Marco Filoni | The Life and Thought of Alexandre Kojève | Translated from the Italian by David Broder | Northwestern University Press | June 2025 | 271 pages
Boris Groys | Alexandre Kojève: An Intellectual Biography | Verso Books | November 2025 | 166 pages
“Be human, after all!” – “But I don’t want to be human!” Bertolt Brecht, Mahagonny, cited by Kojève
Until 2025, the name “Alexandre Kojève” was a paradox. A philosopher often invoked yet rarely read – a famous enigma. For decades, Kojève’s mythical reputation rested on rumors and anecdotes orbiting his Hegel seminar of the 1930s. This year, two intellectual biographies appeared in English at once: Marco Filoni’s The Life and Thought of Alexandre Kojève and Boris Groys’ Alexandre Kojève: An Intellectual Biography. Approaching Kojève from different angles, both restore him as a thinker in his own right, not just as a source of influence for students like Jacques Lacan and Georges Bataille, who would later turn their backs on his Hegelianism.
Filoni and Groys convincingly show that Kojève was more than just a reader of Hegel –whether a good or bad one. In many ways, he was the father of postmodernism and our own radical contemporary. It was Kojève who first captured the tedious experience of life under late capitalism: the exhaustion of resources, endless admin, and the repeated, often cruel subsumption of bodies and minds under automation. Anyone who has recently called a hotline and tried to reach a human voice or received yet another Chat GPT-generated rejection email for a job application will recognize the world Kojève saw coming. The end of history is the eternal present of a bureaucracy without humans.
Let’s start at the end. History is over and that’s it – Kojève’s most famous provocation. And he lets the credits roll for a while: it’s the end but it’s not over yet. Kojève was himself not quite sure when exactly history had ended. He changed his mind more than once: first Napoleon, then Stalin, finally the Japanese snob drinking tea and arranging flowers. What Kojève really meant by the end of history is open to debate, but no reader has distorted the idea more than Francis Fukuyama in the 1990s.

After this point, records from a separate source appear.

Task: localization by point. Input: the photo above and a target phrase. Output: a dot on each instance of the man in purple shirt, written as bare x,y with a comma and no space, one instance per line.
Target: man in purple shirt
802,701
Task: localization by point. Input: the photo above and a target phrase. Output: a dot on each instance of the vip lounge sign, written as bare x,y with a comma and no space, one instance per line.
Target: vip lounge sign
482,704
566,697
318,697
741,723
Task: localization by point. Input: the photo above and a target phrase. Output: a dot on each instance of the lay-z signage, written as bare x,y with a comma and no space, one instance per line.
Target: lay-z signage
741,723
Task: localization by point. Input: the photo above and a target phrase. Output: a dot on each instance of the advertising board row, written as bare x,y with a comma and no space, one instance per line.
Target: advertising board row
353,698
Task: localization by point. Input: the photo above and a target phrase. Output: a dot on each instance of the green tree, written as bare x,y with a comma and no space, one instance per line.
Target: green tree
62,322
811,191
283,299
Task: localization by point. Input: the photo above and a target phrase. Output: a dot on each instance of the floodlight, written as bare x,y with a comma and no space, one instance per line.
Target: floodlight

In The End of History and the Last Man, Fukuyama made Kojève’s end of history synonymous with the fall of the Soviet Union and the final triumph of liberal democracy and capitalism. A violent misreading that also misses Kojève’s irony. One cannot help but wonder whether Fukuyama even read Kojève (not a single work appears in the bibliography). In fact, the end of history as Kojève envisioned it in the 1930–40s was far from a victory for capitalism. Socialism holds an ambivalent place in his work, shaped by his youth in Soviet Russia, reading Hegel with Marx, and his later involvement in left Eurasianist circles and the French Resistance.
Kojève’s life was as strange as his philosophy. Born in 1902 into a wealthy family in Moscow as Aleksandr Kozhevnikov (his uncle was the painter Wassily Kandinsky), Kojève left Russia to study in Germany before settling in Paris. The story of his escape is spectacular: After his adoptive father was assassinated by revolutionaries, the Bolsheviks arrested Kojève for trading soap on the black market. Thanks to Filoni, we now know that Kojève’s uncle was Lenin’s personal physician – a connection that may have saved his life. He packed his bags with jewels which financed a lavish life in Germany of the Roaring Twenties (what Filoni calls the “Berliner Wild West, dripping with nouveaux riches”).